The ACA eliminated lifetime maximums, eliminated denials of health care coverage due to pre-existing conditions, put limits on annual out-of-pocket maximums, raised the age to 26 for covered dependents and mandated free, no-cost preventive health exams amongst other things. The Individual Mandate of the ACA requires individuals and their families, with some limited exceptions, to have minimal health coverage or incur a penalty. To further this agenda, the ACA’s Employer Mandate required companies of a certain size to offer comprehensive, affordable group health insurance to covered employees.
It’s no secret that the GOP hates Obamacare and decries it as a symptom of a socialist government. Republicans have alleged that the program would actually increase health costs and result in death panels, whereby government bureaucrats would actually decide the life or death fate of those considered uninsurable. The GOP painted a picture of the ACA as the final nail in the coffin of small businesses in the U.S., another example of over-regulation of business and yet another obstacle to free enterprise.
And even when the GOP was too busy dragging their feet in protest to just about everything the Obama Administration attempted to do in the last 8 years, they pledged to find a sliver of time to offer an alternative plan to the ACA. But hence, it was not meant to be, as we sit here today, they have not presented their alternative. And that is why Trump is in a world of shit now trying to figure out how to dismantle this thing while somehow safeguarding the millions of Americans who are now insured on the health care exchanges made possible by the ACA.
Here is what I think.
Don’t hold your breath. This thing is gonna take a lot of time to figure out. What was built in the past 6 years can’t be undone in one year. Trump states he will repeal and replace Obamacare. With upwards of 20 million Americans in jeopardy of losing coverage with the repeal of the ACA, I think Trump would have to think twice about pulling the rug out from under that many people.
I think the individual mandate is dead. No longer will all Americans be required to have health insurance and no longer will individuals who opt-out have to pay penalties. I think this is likely to be one of the areas of the ACA that is repealed quickly. Thus no more 1095 administration.

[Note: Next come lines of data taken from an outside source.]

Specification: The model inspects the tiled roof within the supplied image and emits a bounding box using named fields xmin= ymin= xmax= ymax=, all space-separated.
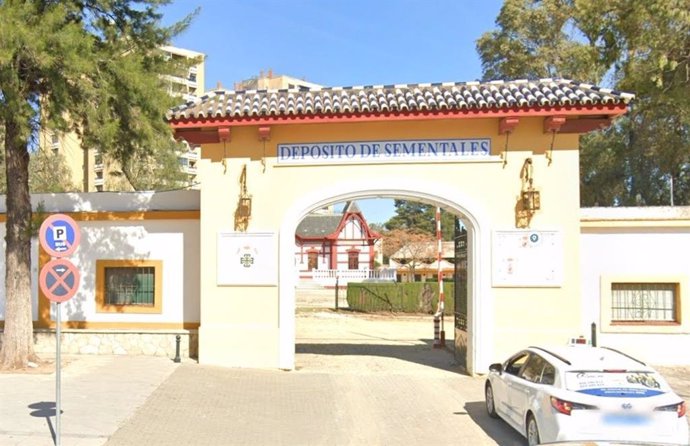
xmin=167 ymin=79 xmax=634 ymax=120
xmin=295 ymin=214 xmax=343 ymax=237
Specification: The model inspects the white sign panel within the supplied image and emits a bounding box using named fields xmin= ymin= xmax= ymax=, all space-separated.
xmin=216 ymin=232 xmax=278 ymax=285
xmin=276 ymin=138 xmax=491 ymax=165
xmin=492 ymin=230 xmax=563 ymax=287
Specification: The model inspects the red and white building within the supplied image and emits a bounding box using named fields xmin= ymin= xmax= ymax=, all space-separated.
xmin=295 ymin=201 xmax=381 ymax=285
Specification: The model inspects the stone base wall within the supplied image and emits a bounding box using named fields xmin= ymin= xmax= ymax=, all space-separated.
xmin=20 ymin=329 xmax=199 ymax=358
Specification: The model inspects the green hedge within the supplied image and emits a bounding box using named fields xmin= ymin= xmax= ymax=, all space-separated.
xmin=347 ymin=282 xmax=455 ymax=315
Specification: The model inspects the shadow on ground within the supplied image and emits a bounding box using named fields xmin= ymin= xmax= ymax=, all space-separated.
xmin=295 ymin=339 xmax=466 ymax=375
xmin=458 ymin=401 xmax=525 ymax=446
xmin=29 ymin=401 xmax=56 ymax=443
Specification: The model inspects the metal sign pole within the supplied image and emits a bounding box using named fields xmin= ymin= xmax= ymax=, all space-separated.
xmin=55 ymin=302 xmax=62 ymax=446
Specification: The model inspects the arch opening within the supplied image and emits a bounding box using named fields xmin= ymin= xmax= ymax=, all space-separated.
xmin=279 ymin=178 xmax=492 ymax=374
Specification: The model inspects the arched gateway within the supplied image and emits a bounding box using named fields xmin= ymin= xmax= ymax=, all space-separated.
xmin=168 ymin=79 xmax=632 ymax=372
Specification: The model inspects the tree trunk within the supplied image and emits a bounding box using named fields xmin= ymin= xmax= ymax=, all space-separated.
xmin=0 ymin=119 xmax=38 ymax=369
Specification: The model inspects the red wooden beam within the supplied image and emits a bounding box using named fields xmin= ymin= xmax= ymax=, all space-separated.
xmin=558 ymin=118 xmax=612 ymax=133
xmin=170 ymin=104 xmax=628 ymax=130
xmin=498 ymin=117 xmax=520 ymax=135
xmin=544 ymin=116 xmax=565 ymax=133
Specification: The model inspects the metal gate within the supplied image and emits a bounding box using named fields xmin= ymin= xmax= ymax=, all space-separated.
xmin=453 ymin=217 xmax=468 ymax=369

I think the employer mandate is dead. However, many medium to larger size companies had comprehensive and affordable coverage long before the ACA as a means to attract employees. For those companies, this won’t cause much ripple. For smallish companies that did implement a health care plan- they will have to decide to keep it to remain competitive in job market that is employee-driven.
Trump and the GOP are going to introduce some sort of Health Savings Account whereby companies are either required or strongly encouraged to make contributions. Ultimately this looks like a stipend that employers give to their employees to buy health insurance. They are also going to allow coverage to be sold across state lines which theoretically increases options and decreases premium costs.
Based on Trump’s 100 day plan, what’s clear is how fast he will act to repeal Obamacare. What’s not clear is what he will replace it with. And if I’m reading between the lines, I don’t get the warm and fuzzies that affordable, comprehensive health care coverage for all Americans is even a priority for Trump. And this is scary because I am confident that healthcare costs will continue to rise, that the sick will get sicker and proper coverage will be out of their reach. But for someone born with a silver spoon in his mouth, who probably has the privilege of a personal physician available to meet him in his gilded tour at the onset of tummy ache, health care coverage for all just wouldn’t even register as a thing.